Autrement dit, cela réduit sa profondeur stratégique.

Mais cette clé reste partielle. Le Hezbollah conserve un ancrage local, une base sociale, une capacité d’adaptation. Il peut survivre, se transformer, continuer à agir et pratiquer une guerre d’usure dans la durée, fort de la sanctuarisation de ses bases arrière.

Une équation stratégique sans solution simple

On retrouve ici toute la complexité du conflit.

Dans ce cadre, Israël est confronté à une alternative difficile :
contenir, adapter, ou changer d’échelle — sans garantie de solution durable ou s’opposer frontalement aux États Unis, ce qui serait un bras de fer aux conséquences très lourdes…

Conclusion

Le drone FPV n’est pas la cause du conflit, mais il en révèle la transformation.

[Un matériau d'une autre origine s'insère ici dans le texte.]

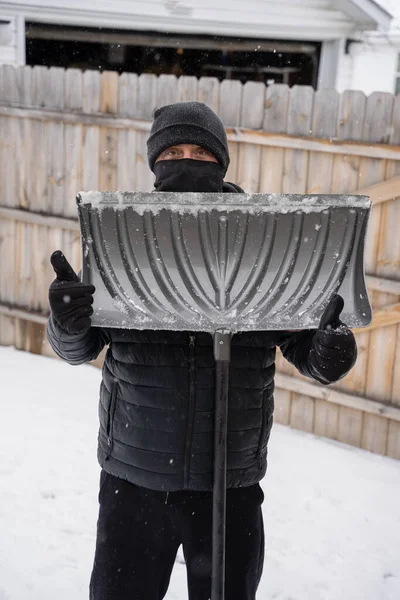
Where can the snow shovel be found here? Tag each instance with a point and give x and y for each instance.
(222, 263)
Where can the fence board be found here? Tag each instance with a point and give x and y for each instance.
(350, 124)
(108, 137)
(91, 135)
(54, 133)
(389, 260)
(378, 381)
(319, 181)
(230, 111)
(299, 123)
(127, 105)
(7, 283)
(252, 116)
(295, 181)
(275, 120)
(72, 142)
(147, 103)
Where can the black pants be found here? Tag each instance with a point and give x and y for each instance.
(139, 532)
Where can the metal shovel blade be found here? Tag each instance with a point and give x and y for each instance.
(242, 262)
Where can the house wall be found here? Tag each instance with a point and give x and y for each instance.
(12, 40)
(287, 19)
(369, 68)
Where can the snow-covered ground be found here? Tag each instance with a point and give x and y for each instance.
(332, 512)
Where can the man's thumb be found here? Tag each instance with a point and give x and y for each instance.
(332, 313)
(62, 268)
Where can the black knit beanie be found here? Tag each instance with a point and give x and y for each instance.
(188, 123)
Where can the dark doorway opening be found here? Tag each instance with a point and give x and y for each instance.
(268, 61)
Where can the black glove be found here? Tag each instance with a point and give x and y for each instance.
(70, 299)
(334, 350)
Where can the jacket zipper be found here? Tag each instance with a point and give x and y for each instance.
(111, 419)
(262, 446)
(190, 424)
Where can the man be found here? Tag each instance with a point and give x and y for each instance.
(156, 407)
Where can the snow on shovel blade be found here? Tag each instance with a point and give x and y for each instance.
(202, 262)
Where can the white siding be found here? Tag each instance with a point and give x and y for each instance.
(12, 40)
(369, 68)
(283, 19)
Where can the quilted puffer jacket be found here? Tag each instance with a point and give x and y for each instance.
(157, 399)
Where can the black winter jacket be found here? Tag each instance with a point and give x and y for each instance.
(157, 399)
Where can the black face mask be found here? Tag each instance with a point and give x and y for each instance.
(187, 175)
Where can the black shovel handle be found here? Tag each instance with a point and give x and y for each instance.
(222, 343)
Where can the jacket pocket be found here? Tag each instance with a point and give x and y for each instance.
(110, 420)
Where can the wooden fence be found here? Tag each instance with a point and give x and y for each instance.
(64, 131)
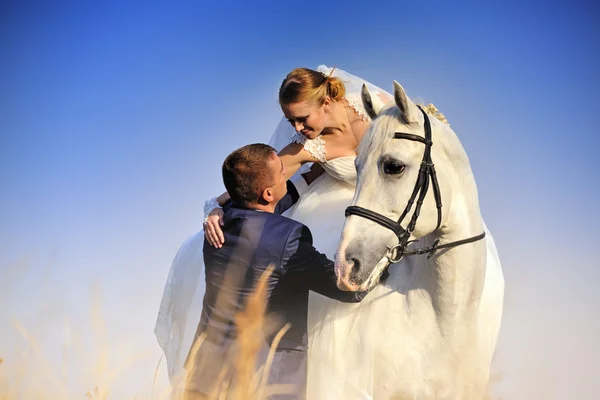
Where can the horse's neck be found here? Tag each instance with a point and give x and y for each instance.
(456, 276)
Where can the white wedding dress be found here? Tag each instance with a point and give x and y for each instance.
(342, 352)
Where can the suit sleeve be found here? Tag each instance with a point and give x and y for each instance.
(288, 200)
(312, 268)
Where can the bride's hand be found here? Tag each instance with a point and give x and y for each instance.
(212, 228)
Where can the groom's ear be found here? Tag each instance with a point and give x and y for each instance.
(267, 195)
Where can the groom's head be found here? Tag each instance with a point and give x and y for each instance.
(254, 175)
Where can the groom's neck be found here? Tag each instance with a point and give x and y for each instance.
(263, 207)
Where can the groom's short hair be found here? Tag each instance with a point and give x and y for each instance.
(246, 173)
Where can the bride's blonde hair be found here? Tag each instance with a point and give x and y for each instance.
(304, 84)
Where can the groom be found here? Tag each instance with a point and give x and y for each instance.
(256, 236)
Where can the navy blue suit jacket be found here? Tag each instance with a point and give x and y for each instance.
(253, 241)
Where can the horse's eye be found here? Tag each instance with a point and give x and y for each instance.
(393, 167)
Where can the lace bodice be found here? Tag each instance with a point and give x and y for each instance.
(341, 168)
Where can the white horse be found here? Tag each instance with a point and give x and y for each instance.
(436, 320)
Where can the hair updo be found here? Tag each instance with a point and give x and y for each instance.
(303, 84)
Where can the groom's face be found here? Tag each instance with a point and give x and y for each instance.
(279, 187)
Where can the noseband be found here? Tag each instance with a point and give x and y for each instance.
(426, 177)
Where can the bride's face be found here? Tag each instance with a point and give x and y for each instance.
(307, 118)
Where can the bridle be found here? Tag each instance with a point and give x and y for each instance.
(426, 177)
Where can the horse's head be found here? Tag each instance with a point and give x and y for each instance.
(388, 171)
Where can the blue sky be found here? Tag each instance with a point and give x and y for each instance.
(114, 120)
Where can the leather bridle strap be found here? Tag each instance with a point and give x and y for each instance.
(426, 173)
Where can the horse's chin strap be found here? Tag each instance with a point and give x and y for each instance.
(426, 176)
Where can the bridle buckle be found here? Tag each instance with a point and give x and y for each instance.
(399, 250)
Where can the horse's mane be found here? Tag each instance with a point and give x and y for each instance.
(432, 111)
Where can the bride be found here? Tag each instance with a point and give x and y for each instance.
(324, 121)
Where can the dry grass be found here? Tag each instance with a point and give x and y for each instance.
(244, 378)
(250, 383)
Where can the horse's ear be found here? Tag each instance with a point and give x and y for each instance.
(406, 106)
(368, 102)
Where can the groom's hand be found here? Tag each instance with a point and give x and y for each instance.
(212, 228)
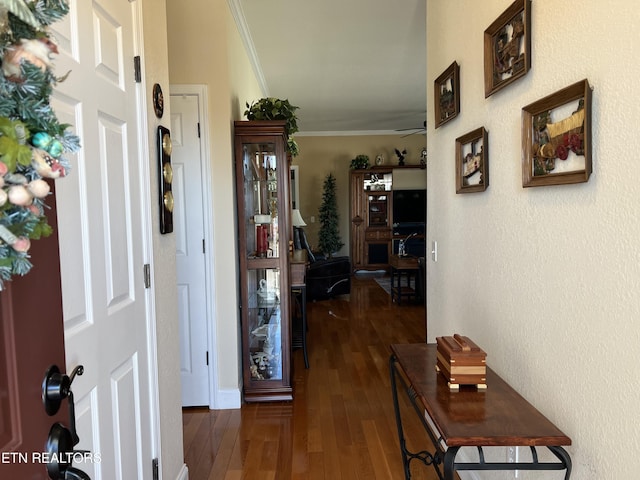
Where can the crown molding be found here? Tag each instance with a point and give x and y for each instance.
(353, 133)
(245, 35)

Il incarne une guerre de proximité, à bas coût, où la précision et l’adaptation comptent autant que la puissance. Dans le contexte Israël–Hezbollah, il met en lumière une réalité plus profonde : la difficulté, pour une armée moderne, de neutraliser un adversaire non étatique, enraciné, soutenu de l’extérieur, et opérant dans un espace contraint.

Et derrière cette réalité tactique se dessine une vérité stratégique :
le cœur du problème ne se situe pas uniquement sur la ligne de front, mais dans l’équilibre régional qui permet à ce conflit de perdurer. La réponse se trouve, peut-être, à Téhéran en fonction des évènements à venir.